The offset 24570 takes us to start of the first freelist trunk page. There we find an array of 4 byte big endian integers. The first four bytes (highlighted in green) decoded big endian denote the page number of the next freelist trunk page - in this case the value of the first four bytes is zero indicating that there is no more free freelist trunk pages. The second four bytes (highlighted in blue), in this case 0x00 0x00 0x00 0x45 when decoded as a 32 bit integer big endian give a value of decimal 69 - this is the number of leaf page pointers to follow. The remaining 69 blocks of 4 bytes (alternately highlighted in green and blue in the screen shot) each represent, when decoded as a 32 bit integer big endian, the page number of a free page. Examination of each free page revealed that the entire page had been zeroed out - although this may be a function of the application using the database, not a function of SQLite itself.


Pointer map pages
Pointer map pages will only exist if the database is auto-vacuum capable and the value within the 4 bytes of the database header at offset 52 is non zero. In a database with pointer map pages, the first pointer map page is page 2. The first byte of a pointer map page is one of five values 0x01, 0x02, 0x03, 0x04 or 0x05. Many of the databases we have a forensic interest in are not auto-vacuum capable and therefore do not have pointer map pages, however where they do (iPhone SMS.db for example) it is possible to calculate the length of the of the SQLite database by extrapolating information from the pointer map page entries. I will cover this in my next blog post.


Locking Page
The locking page is the database page that starts at byte offset 230 (1,073,741,824) and always remains unused (i.e all zeros). Most databases will not be big enough (> 1GB) to require a locking page.


Overflow pages
Once again the SQLite.org file format notes help us out:

Sometimes, a database record stored in either an index or table B-Trees is too large to fit entirely within a B-Tree cell. In this case part of the record is stored within the B-Tree cell and the remainder stored on one or more overflow pages. The overflow pages are chained together using a singly linked list. The first 4 bytes of each overflow page is a big-endian unsigned integer value containing the page number of the next page in the list. The remaining usable database page space is available for record data.
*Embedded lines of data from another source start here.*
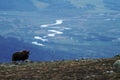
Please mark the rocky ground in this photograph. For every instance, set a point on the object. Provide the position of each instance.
(84, 69)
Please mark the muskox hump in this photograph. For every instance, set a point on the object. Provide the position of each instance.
(18, 56)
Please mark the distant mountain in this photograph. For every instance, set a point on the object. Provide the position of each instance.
(76, 5)
(10, 45)
(16, 5)
(112, 4)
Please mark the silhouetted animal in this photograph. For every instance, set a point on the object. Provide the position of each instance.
(23, 55)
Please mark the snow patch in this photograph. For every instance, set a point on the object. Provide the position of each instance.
(57, 23)
(40, 38)
(38, 44)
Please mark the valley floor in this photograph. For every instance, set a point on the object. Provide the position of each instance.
(86, 69)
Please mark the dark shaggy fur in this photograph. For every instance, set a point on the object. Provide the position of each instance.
(23, 55)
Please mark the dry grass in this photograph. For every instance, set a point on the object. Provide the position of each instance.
(94, 69)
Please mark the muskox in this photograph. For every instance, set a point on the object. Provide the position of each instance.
(20, 56)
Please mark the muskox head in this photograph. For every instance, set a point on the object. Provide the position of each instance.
(20, 56)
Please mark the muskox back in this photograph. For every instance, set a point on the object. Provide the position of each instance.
(23, 55)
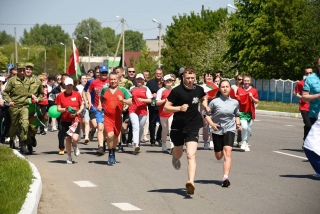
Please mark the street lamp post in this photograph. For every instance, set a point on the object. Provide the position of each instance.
(160, 31)
(122, 21)
(65, 57)
(89, 40)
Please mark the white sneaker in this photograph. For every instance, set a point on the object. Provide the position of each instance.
(243, 145)
(211, 145)
(69, 160)
(76, 150)
(247, 149)
(206, 146)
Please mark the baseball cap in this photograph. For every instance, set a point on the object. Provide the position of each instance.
(181, 70)
(103, 68)
(29, 64)
(140, 76)
(68, 81)
(167, 77)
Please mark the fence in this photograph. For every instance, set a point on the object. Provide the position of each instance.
(274, 90)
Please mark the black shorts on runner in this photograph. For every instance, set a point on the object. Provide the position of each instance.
(65, 127)
(220, 141)
(178, 138)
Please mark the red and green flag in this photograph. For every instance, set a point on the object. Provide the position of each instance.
(74, 69)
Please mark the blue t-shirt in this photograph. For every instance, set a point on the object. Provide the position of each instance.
(86, 89)
(312, 85)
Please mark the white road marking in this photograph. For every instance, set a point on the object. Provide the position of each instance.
(291, 155)
(125, 206)
(85, 184)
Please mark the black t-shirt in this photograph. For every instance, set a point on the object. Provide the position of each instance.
(191, 120)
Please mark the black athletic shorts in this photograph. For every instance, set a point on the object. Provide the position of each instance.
(65, 127)
(178, 137)
(220, 141)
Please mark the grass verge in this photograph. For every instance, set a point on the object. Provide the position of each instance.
(15, 179)
(278, 106)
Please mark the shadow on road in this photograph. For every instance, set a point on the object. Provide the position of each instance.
(179, 191)
(61, 161)
(208, 182)
(293, 150)
(311, 177)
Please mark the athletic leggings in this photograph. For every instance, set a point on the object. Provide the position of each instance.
(137, 126)
(246, 129)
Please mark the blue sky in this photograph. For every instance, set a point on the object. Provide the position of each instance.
(138, 14)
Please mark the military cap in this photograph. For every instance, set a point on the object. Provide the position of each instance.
(29, 64)
(21, 65)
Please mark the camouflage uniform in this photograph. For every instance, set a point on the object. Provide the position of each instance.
(36, 89)
(17, 91)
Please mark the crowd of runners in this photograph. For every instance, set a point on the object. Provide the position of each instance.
(121, 111)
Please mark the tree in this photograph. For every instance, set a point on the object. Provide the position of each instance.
(145, 61)
(271, 39)
(3, 61)
(211, 56)
(187, 34)
(45, 35)
(6, 39)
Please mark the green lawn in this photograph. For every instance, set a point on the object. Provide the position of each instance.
(15, 179)
(278, 106)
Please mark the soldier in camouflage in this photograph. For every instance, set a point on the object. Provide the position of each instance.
(16, 94)
(36, 89)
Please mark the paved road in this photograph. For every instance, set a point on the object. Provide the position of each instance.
(262, 181)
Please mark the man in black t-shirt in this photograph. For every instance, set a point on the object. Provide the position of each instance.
(187, 120)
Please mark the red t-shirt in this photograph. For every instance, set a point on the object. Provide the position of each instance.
(140, 108)
(245, 103)
(45, 101)
(96, 86)
(163, 93)
(64, 100)
(303, 106)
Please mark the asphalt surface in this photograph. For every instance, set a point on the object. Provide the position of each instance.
(262, 180)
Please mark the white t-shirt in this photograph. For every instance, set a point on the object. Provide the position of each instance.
(312, 142)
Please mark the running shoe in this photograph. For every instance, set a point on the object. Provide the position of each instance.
(176, 163)
(69, 160)
(136, 150)
(86, 141)
(76, 150)
(190, 188)
(91, 134)
(205, 146)
(225, 182)
(100, 151)
(211, 146)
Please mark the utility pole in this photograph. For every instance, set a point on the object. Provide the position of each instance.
(16, 44)
(159, 44)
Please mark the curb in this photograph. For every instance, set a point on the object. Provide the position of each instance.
(278, 113)
(30, 205)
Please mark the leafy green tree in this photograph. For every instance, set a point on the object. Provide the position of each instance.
(187, 34)
(45, 35)
(145, 62)
(211, 55)
(271, 39)
(5, 38)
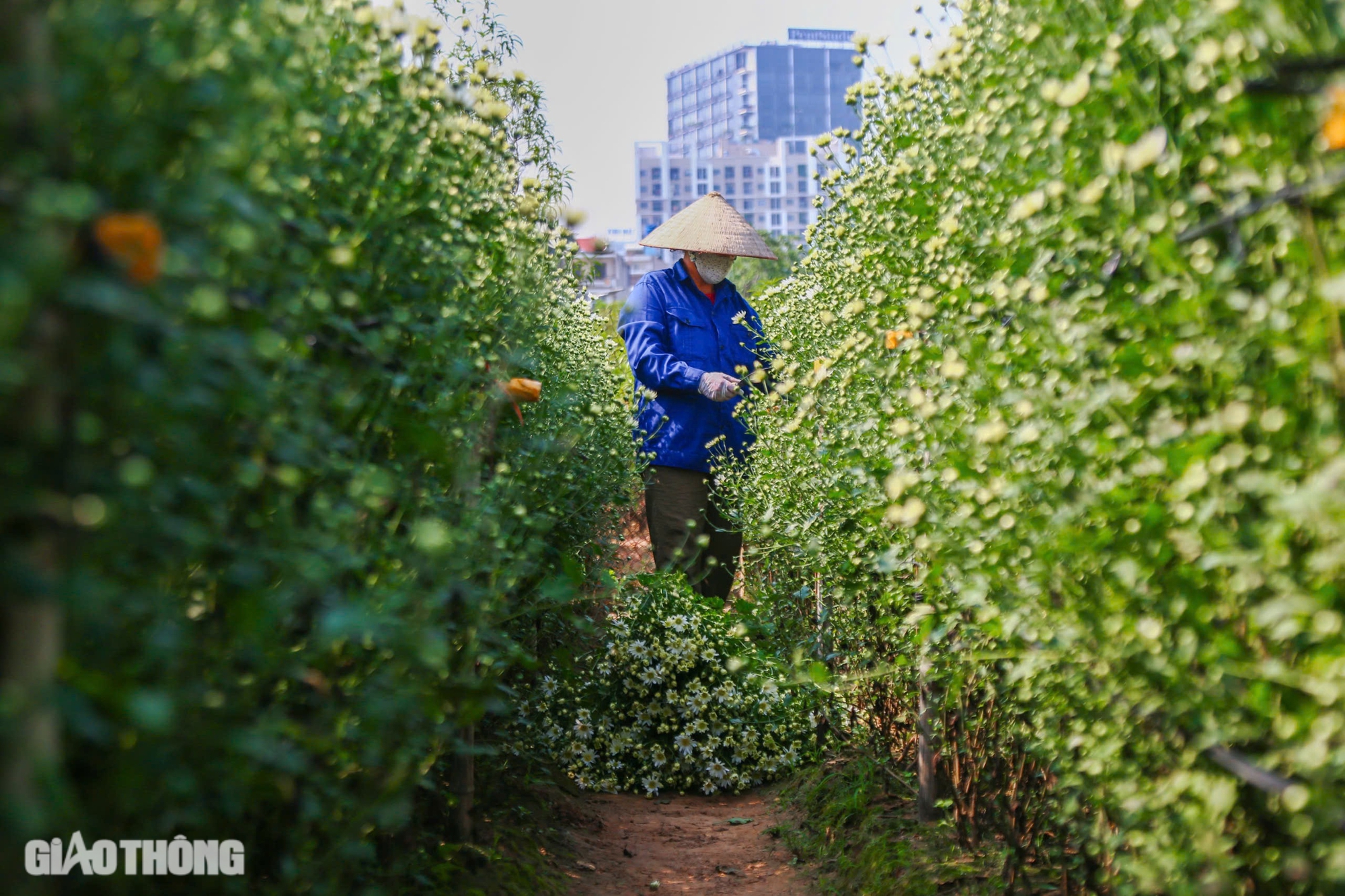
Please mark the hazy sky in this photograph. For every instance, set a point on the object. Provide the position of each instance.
(603, 63)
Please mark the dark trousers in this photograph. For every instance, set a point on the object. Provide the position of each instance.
(689, 532)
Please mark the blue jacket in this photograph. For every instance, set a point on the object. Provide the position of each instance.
(675, 334)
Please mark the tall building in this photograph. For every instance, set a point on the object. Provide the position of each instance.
(753, 93)
(771, 182)
(742, 123)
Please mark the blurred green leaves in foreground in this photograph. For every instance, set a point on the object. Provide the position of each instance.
(263, 267)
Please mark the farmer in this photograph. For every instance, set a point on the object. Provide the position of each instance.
(692, 339)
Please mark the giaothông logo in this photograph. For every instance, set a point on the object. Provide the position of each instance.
(178, 856)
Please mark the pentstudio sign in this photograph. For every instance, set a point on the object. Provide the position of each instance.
(177, 856)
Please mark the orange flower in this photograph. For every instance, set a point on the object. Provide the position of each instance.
(895, 337)
(1334, 131)
(135, 240)
(521, 389)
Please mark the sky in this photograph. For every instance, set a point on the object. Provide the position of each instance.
(602, 65)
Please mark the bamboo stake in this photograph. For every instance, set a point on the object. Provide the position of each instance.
(926, 810)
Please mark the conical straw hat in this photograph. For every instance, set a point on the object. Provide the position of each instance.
(714, 227)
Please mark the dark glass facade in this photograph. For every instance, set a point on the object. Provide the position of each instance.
(775, 115)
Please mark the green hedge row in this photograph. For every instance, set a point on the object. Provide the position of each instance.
(1061, 416)
(263, 268)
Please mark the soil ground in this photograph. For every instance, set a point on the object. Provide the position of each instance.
(687, 844)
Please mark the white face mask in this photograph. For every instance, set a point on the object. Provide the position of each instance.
(712, 268)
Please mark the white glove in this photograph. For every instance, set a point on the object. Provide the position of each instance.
(718, 386)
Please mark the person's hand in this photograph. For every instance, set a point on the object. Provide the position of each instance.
(718, 386)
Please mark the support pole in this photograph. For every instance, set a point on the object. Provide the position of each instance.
(926, 756)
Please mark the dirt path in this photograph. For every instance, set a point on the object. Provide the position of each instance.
(687, 844)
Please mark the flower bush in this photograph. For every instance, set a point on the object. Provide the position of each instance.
(266, 268)
(1056, 432)
(677, 698)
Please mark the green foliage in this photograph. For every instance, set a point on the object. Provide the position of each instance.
(677, 697)
(1098, 487)
(856, 822)
(297, 530)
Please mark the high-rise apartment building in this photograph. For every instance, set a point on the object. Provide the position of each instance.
(771, 182)
(754, 93)
(742, 123)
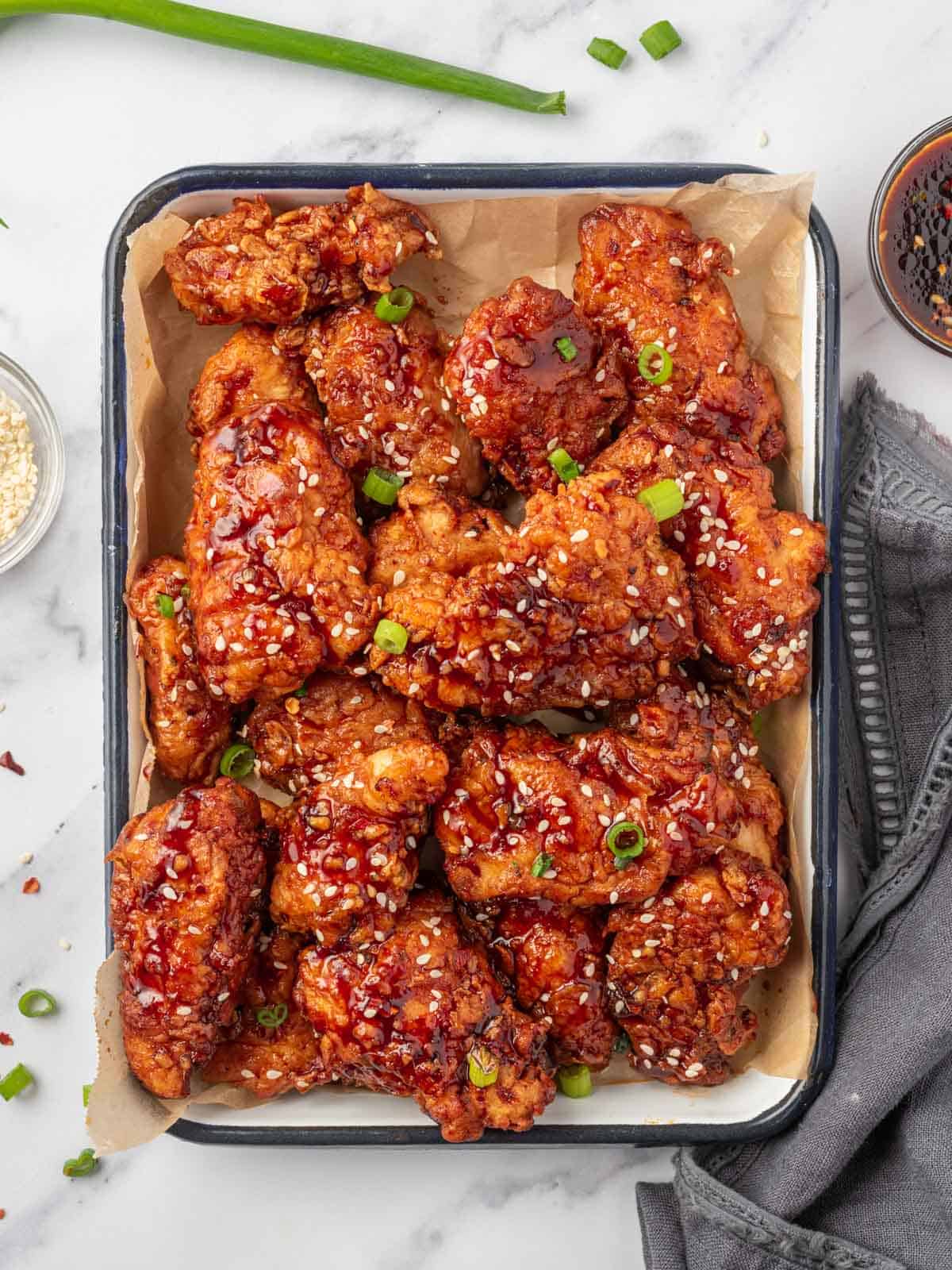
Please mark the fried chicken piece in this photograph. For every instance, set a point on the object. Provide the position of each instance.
(186, 911)
(524, 398)
(338, 722)
(248, 370)
(190, 727)
(683, 730)
(554, 956)
(752, 568)
(348, 846)
(381, 385)
(647, 279)
(681, 963)
(276, 559)
(585, 607)
(406, 1015)
(251, 266)
(270, 1060)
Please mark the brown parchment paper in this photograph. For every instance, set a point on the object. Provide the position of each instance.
(486, 243)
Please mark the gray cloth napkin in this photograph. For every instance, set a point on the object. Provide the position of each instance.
(865, 1180)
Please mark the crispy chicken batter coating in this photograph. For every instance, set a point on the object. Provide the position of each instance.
(276, 559)
(520, 397)
(404, 1016)
(186, 911)
(752, 568)
(251, 266)
(587, 606)
(681, 963)
(190, 727)
(270, 1060)
(554, 956)
(647, 279)
(381, 385)
(530, 814)
(348, 846)
(340, 722)
(248, 370)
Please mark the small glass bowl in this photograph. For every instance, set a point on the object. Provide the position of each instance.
(905, 156)
(48, 455)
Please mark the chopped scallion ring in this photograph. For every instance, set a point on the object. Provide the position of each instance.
(607, 52)
(83, 1166)
(395, 305)
(541, 864)
(484, 1070)
(272, 1016)
(663, 499)
(238, 761)
(381, 486)
(625, 850)
(391, 637)
(660, 40)
(649, 366)
(16, 1083)
(575, 1080)
(36, 1003)
(565, 465)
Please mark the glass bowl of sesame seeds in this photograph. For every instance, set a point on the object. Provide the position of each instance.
(32, 464)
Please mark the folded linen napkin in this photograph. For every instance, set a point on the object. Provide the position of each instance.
(865, 1180)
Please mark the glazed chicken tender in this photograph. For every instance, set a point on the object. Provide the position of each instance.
(681, 963)
(381, 385)
(186, 911)
(190, 727)
(585, 606)
(279, 1052)
(647, 279)
(247, 371)
(276, 559)
(530, 375)
(752, 568)
(251, 266)
(422, 1015)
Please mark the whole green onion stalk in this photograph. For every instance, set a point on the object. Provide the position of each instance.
(298, 46)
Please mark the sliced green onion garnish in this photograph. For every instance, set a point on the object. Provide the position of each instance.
(381, 486)
(236, 761)
(83, 1166)
(16, 1083)
(663, 499)
(565, 465)
(660, 40)
(272, 1016)
(575, 1081)
(625, 850)
(36, 1003)
(391, 637)
(541, 864)
(607, 52)
(647, 356)
(484, 1070)
(395, 305)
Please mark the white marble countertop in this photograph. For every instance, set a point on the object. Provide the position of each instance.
(94, 112)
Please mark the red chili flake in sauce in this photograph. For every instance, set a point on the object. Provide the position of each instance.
(10, 764)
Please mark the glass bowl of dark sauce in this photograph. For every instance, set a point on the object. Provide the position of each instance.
(911, 237)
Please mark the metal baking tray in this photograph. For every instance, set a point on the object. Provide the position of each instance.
(750, 1106)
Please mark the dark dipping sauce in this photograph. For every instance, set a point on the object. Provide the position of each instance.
(916, 239)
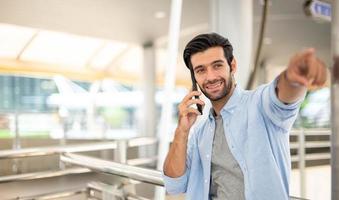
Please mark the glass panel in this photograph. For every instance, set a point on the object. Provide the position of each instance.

We can calculate that for the first byte to be any value other than 0x00 there must be at least 16,777,216 pages within the database (0x01 0x00 0x00 0x00 decoded big endian). At a page size of 4096 bytes this would equate to a database size of 64 Gigabytes. In most cases therefore we can discount the first byte of overflow pages being anything other than 0x00.


So how does this help with carving SQLite databases then?
We can use the database header and the first byte value of each page thereafter to determine whether the data within each page size block is valid. So from a carving perspective we can identify the first page with the database header, calculate the page size, read the next page and validate the first byte and so on until the first byte validation fails.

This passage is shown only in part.